As a pentaeteris marks a “4th year opening the 5th year” anniversary, this period marks an “8th year opening the 9th.” So this is actually an 8½-year cycle---manifesting a doubled pair of complementary lunar/solar events, one pair at each end and new beginning. New Moon/Winter Solstice, Full Moon/Summer Solstice.

We cannot know exactly which string of New Moon/Winter Solstice-Full Moon/Summer Solstice anniversaries that Minoans of Knossos tried to track in Bronze Age times. There is, ahead, evidence that they were tracking several such lunar/solar strings of their own day.

What we certainly will see is that this configuration---the doubled pair as the hallmark of a lunar/solar cycle---appears throughout the evidences in this work.

Obviously, questions remain. How could this cycle be used to mark daily, monthly and yearly increments of time? How did leading Minoans find their best calendric way when (as we see) these pairs of lunar/solar signs overlapped one another?
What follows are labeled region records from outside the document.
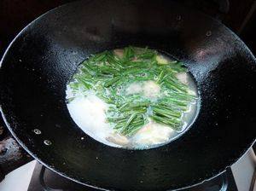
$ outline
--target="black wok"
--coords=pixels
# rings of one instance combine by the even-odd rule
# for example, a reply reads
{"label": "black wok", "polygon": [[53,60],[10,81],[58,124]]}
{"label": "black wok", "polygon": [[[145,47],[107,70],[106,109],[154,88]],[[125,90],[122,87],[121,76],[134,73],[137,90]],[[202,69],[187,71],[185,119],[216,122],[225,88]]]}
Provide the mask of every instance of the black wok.
{"label": "black wok", "polygon": [[[66,84],[79,63],[127,45],[170,54],[196,81],[197,119],[164,146],[106,146],[84,134],[67,111]],[[2,114],[12,135],[44,165],[82,184],[116,190],[189,187],[224,171],[255,140],[255,58],[224,25],[171,1],[66,4],[22,30],[1,63]]]}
How did Minoans cope when the paired signs along a string faded out over time---when (for example) Winter Solstice presented its New Moon sign, but these were no longer answered by their countersign, Full Moon/Summer Solstice? How did they respond when these cycles returned to the sky, and ran for especially long and accurate periods? This also, study can illuminate.

It might be fair to call this cycle a Minoan Great Year. A “great” king, we are told, rules others: a “great” cycle includes others, as the Greeks’ later Metonic cycle takes in lunar, solar and eclipse periods. And this name can distinguish a Minoan “8 or 9”-year cycle (96 + 6 actual moons) from the later Classical octennium, which is 3 months shorter (96 + 3 inserted “extra” months). Other differences will appear.

By this point, we see that this “8 or 9”-year cycle is real; and that the Knossos throne presents more evidence of it, to close this chapter’s introduction.

Made of gypsum, once as white as Full Moon, the throne’s back-rest frames its occupant in four wave-like contours (inward and outward) on each side. Doubled, they total 8, and the wave across the top totals 9. By written tradition, “King Minos” ruled Crete from here by periods of 8 or 9 years---a solar king whose name invokes the moon, and a judge in the Underworld whose name is identified with Asterios, “ruler of the stars” (Apollodorus qtd. in Ridderstad 5).

While Marinatos (2010: 12) speaks for many scholars who view “the legend of King Minos” as “a mirror of Athenian social realities, not of Bronze Age Cretan institutions,” ahead we will see many Minoan clues of such a lunar/solar period.

There is much more calendric evidence to study in the Knossos throne room, with its aspects reflective of Minoan “interest” in the “dead of winter, high summer, and moments of movement and transition between” (Goodison 2001: 81). As Chapters 7-9 will show, there are structural parallels between Knossos as a “mountain” and throne with its alignments and symbols and the earliest peak-sanctuary centers of Minoan religion, situated between the sky and the ancestral underworld.

Goodison’s 2001 Winter and Summer Solstice demonstrations also speak to a Minoan calendric discovery achieved almost 40 years ago.

In 1972, American scholar Dr. Charles F. Herberger published The Thread of Ariadne: The Labyrinth of the Calendar of Minos. His evidences and demonstrations suggested that the uniquely complex border-design surrounding the famous “Toreador” or Bull Leap fresco, from the east wing of Knossos Labyrinth, presents symbols and patterns of a lunar/solar cycle, rooted in a Winter Solstice New Year.

Harvard University’s Dr. Alexander Marshack, reviewing Thread of Ariadne in 1974 for American Anthropologist, judged Herberger’s anatomy of the fresco “valid and valuable,” if problems and questions could be further investigated. Exploring possible answers to those issues (and more) became the purpose of this research, which began in 2005. (Full text of Marshack’s review provided in “Coda”: see also Chapter 3’s end.)

With our clues so far, let us look in new critical ways at the artifact first read afresh by Herberger---a fresco whose assumed decorations could be as observed and elegant a calendar as we might expect from Knossos.